当時の倉田山中学校の全景 「伊勢すずめ」が通った中学校は、御幸道路を挟んで神宮徴古館に隣接する倉田山を切り開いた山林の真っ只中にあった。生徒数最大規模を誇った「倉田山中学校」である。当時の校舎は、旧・神宮皇學館(大学)の跡地と建物を借用していたもので、戦争で焼け残った八角堂(講堂)やら、御師(おし)の屋敷に似た玄関口を持つ丘の上の古風な学舎と、地均しをして造られたグランドに面した新築の近代的な造りの校舎が、連絡橋みたいな渡り廊下で繋ぎ合わされていた。山の辺の大寺院の回廊さながらのアップ・ダウンや、段差のあるザラ板の廊下、不規則な間取りの教室など、言わばゴチャ混ぜの迷宮のような学校であった。 新入生の間もない頃などは、校舎内の配置が覚えきれずに、職員室や購買、小使い室などの場所すらよく解らなくて、戸惑い迷ったものだ。それゆえ、間の時間には級友らと恐る恐る探検をせざるを得なかった。

 

 部活は、小学校5年生の冬から始めた少年剣道を継続する形となったが、伊勢市民道場の一学年上の強い先輩たちがごそっといたので、ウムを言わさずに「剣道部」に引っ張り込まれた。一緒に進学した道場仲間も、みんな1級を持っていた為、即、剣道部に勧誘されていた。中学校では軟式野球をやりたかったのだけど、高段者の顧問の先生にも説得され、諦めて部員となった。その後、勉強そっちのけで、剣道にのめりこんで行くことになるが、少年剣道では6年生の夏に、伊勢市民剣道大会の個人戦で優勝し、師範や先輩らから、「お前は、スジがいい」と、目をつけられていた事も少なからず影響している。勉強は、自分ではよく解らないが、1年生の時はあまりしないのに、成績は上位の連中とトップ争いのメンバーに加わっていた。学校での放課後の部活後も、自宅近くの市民道場の一般稽古によく通い、ほぼ皆出席だったし、2年生、3年生へと剣道が上達するに連れて、理科と体育と音楽以外の成績は徐々に下がっていった。

 

 剣道部では、一年時から、他を差しおいて只独り、五人1チームの団体戦のレギュラーに抜擢され、そのチームは間もなく県大会で団体優勝となった。

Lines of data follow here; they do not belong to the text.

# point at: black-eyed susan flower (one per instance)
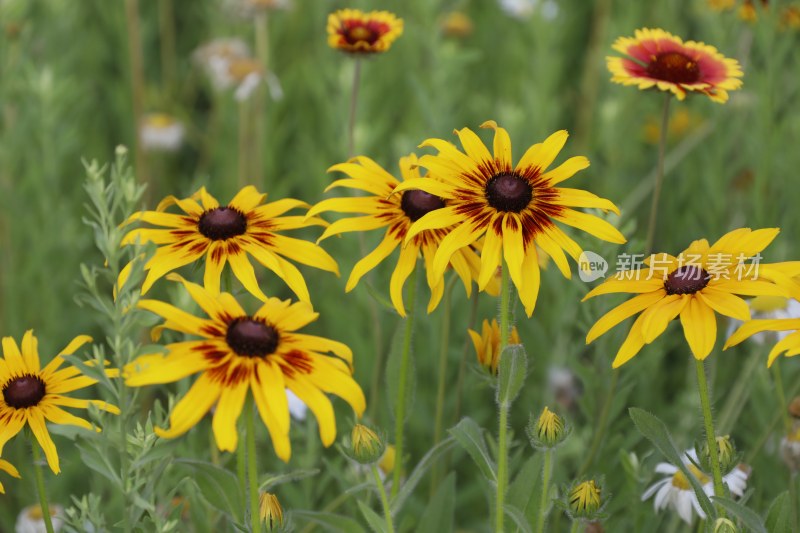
(675, 492)
(262, 353)
(228, 234)
(357, 32)
(8, 468)
(655, 58)
(515, 207)
(702, 280)
(396, 213)
(487, 344)
(33, 395)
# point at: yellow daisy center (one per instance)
(674, 67)
(415, 204)
(24, 391)
(222, 223)
(508, 192)
(680, 481)
(687, 279)
(251, 338)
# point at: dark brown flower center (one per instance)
(25, 391)
(222, 223)
(509, 192)
(251, 338)
(686, 280)
(674, 67)
(416, 204)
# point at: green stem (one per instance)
(502, 436)
(782, 405)
(662, 145)
(702, 383)
(37, 467)
(387, 510)
(400, 410)
(252, 466)
(602, 425)
(444, 349)
(351, 125)
(547, 472)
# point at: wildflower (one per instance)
(701, 280)
(515, 207)
(31, 519)
(8, 468)
(676, 492)
(237, 352)
(487, 344)
(227, 235)
(655, 58)
(33, 395)
(585, 500)
(270, 511)
(457, 24)
(548, 431)
(786, 323)
(161, 132)
(357, 32)
(395, 212)
(366, 446)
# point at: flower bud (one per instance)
(366, 447)
(585, 500)
(270, 511)
(724, 525)
(548, 431)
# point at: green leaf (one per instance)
(438, 516)
(749, 518)
(330, 521)
(375, 521)
(656, 431)
(219, 487)
(518, 517)
(511, 373)
(416, 475)
(470, 436)
(779, 516)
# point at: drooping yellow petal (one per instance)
(699, 327)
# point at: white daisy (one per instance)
(161, 132)
(769, 307)
(676, 492)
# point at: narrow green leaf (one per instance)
(518, 517)
(416, 475)
(779, 516)
(438, 516)
(470, 436)
(375, 521)
(749, 518)
(656, 431)
(511, 373)
(330, 521)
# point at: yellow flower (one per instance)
(33, 395)
(487, 344)
(655, 58)
(238, 352)
(357, 32)
(515, 207)
(270, 511)
(395, 212)
(8, 468)
(701, 280)
(227, 234)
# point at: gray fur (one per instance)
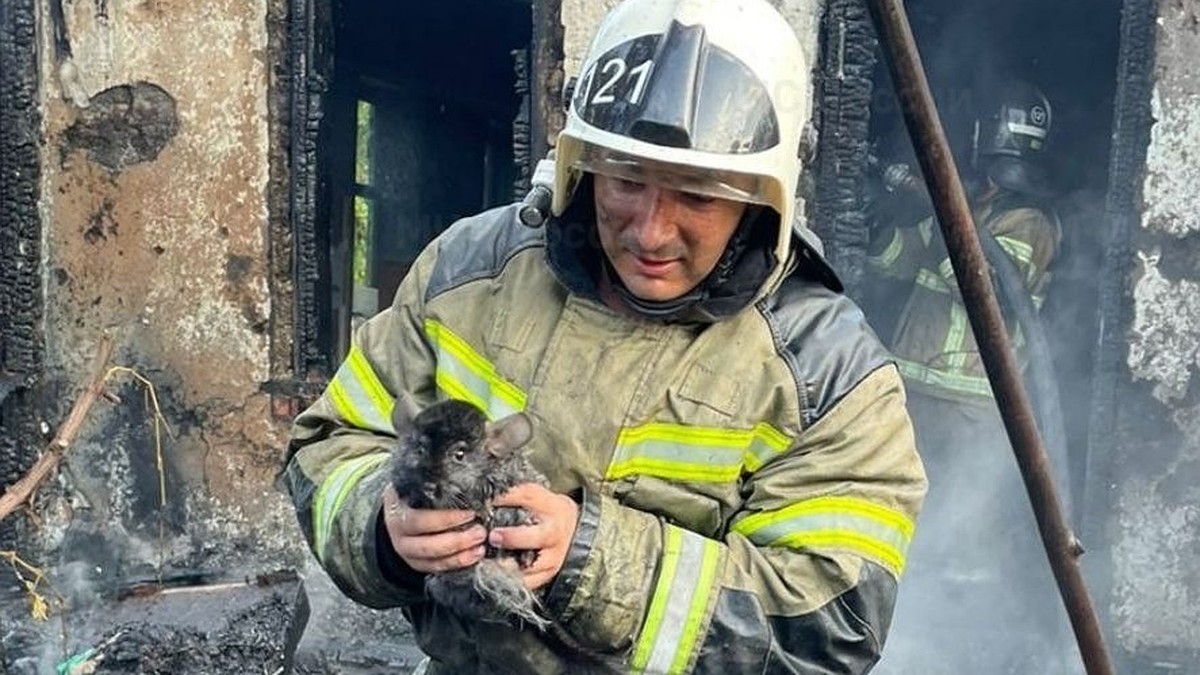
(450, 457)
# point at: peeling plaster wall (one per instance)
(1156, 525)
(155, 210)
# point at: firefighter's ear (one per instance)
(403, 413)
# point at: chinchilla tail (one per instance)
(504, 589)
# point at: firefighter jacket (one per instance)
(748, 487)
(934, 345)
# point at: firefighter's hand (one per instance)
(555, 518)
(429, 539)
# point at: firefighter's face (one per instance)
(661, 242)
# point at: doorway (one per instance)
(419, 132)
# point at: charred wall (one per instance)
(1151, 353)
(22, 347)
(138, 183)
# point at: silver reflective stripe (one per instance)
(852, 524)
(358, 395)
(675, 621)
(333, 493)
(466, 375)
(1027, 130)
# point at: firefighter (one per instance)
(978, 553)
(733, 475)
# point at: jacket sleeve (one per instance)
(900, 252)
(337, 454)
(804, 579)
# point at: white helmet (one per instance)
(714, 91)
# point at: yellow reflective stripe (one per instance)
(930, 280)
(863, 527)
(1020, 251)
(699, 454)
(331, 495)
(465, 374)
(676, 616)
(959, 382)
(891, 254)
(955, 336)
(359, 396)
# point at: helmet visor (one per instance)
(693, 180)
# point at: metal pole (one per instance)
(971, 272)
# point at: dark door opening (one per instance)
(418, 133)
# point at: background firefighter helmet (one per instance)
(1011, 137)
(717, 90)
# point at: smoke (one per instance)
(978, 595)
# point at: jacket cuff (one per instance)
(563, 587)
(391, 567)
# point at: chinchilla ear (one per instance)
(403, 413)
(509, 434)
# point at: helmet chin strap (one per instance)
(725, 267)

個人戦では、県大会の試合(三重県少年剣道大会〜於、津市結城神社)で、調子よく波に乗ったのか、一年坊主がとにかく優勝してしまった。負けず嫌いの性格が、先々まで剣道を熱中させたようだ。

 

 剣道以外では、当時、中学生の間でも石(鉱物)集めがはやり、これにも熱中した。その頃は、京都の日本鉱物趣味の会(後の日本地学研究会の母体)が活動を活発化させながら、全国の鉱産地情報を、会誌や会員らを介して盛んに流していたことや、戦争を挟んで開発され各地にたくさんあった鉱山や鉱山跡からの標本などが、次々と紹介されていた事情がある。生徒たちにも何人かのマニアがいて、休み毎に鉱物採集に近郊の産地や県内を歩きまわっていた。我輩は、当時はやっていた切手集めや古銭の蒐集を放棄し、自転車で伊勢市内・外の目ぼしい場所を廻ったり、父親に頼んで近鉄沿線の山野(さんや)に連れて行ってもらったり、鉱山に手紙を書いて標本を取り寄せたりし、鉱物中心の石集めに没頭した。母親譲りの負けず嫌いの性格と、祖父から受け継いだ収集癖が災いしたようである。

 

 今は、行くのが困難になった五十鈴公園近くの西行谷や水晶谷(施餓鬼谷)も、当時は針水晶(実態は方解石や霰石)の多産する遊び場であったし、山高の新校舎が建つ前の白石山の切通しなど、いくらでも良質の褐鉄鉱が採れた。それに、伊勢市内の岩山の造成地などを廻れば、キラキラ光るお宝のような黄鉄鉱がよく採れた。鉱物マニアとなってからは、不思議と化石に対する興味が失せていった。

 

 他では、音楽の授業が楽しくて仕方がなかった。どこか只者ではない風変わりな中学生だったようだ。二年生の夏前、初めてメロディーを書いた。何のきっかけもなく、ふと頭に浮かんだ簡単な単調のメロディーだった。後に「初想の曲」と名づけたが、メロディー譜だけで歌詞はない。当時は木琴かハーモニカしか買って貰えなかったが、幼い頃から、父親が蓄音機で流行歌などのレコードをかけているのを、しょっちゅう耳にしていた。この初作のメロディー譜は、その当時、音楽の先生(女教諭)にそっと見て頂いたが、ラストを半音で少しだけひねってみて下さったのを覚えている。現在、日本作曲家協会会員となった「沢野夏穂」(ペンネーム)の音楽活動の原点だったと思うので、最後に付記しておいた。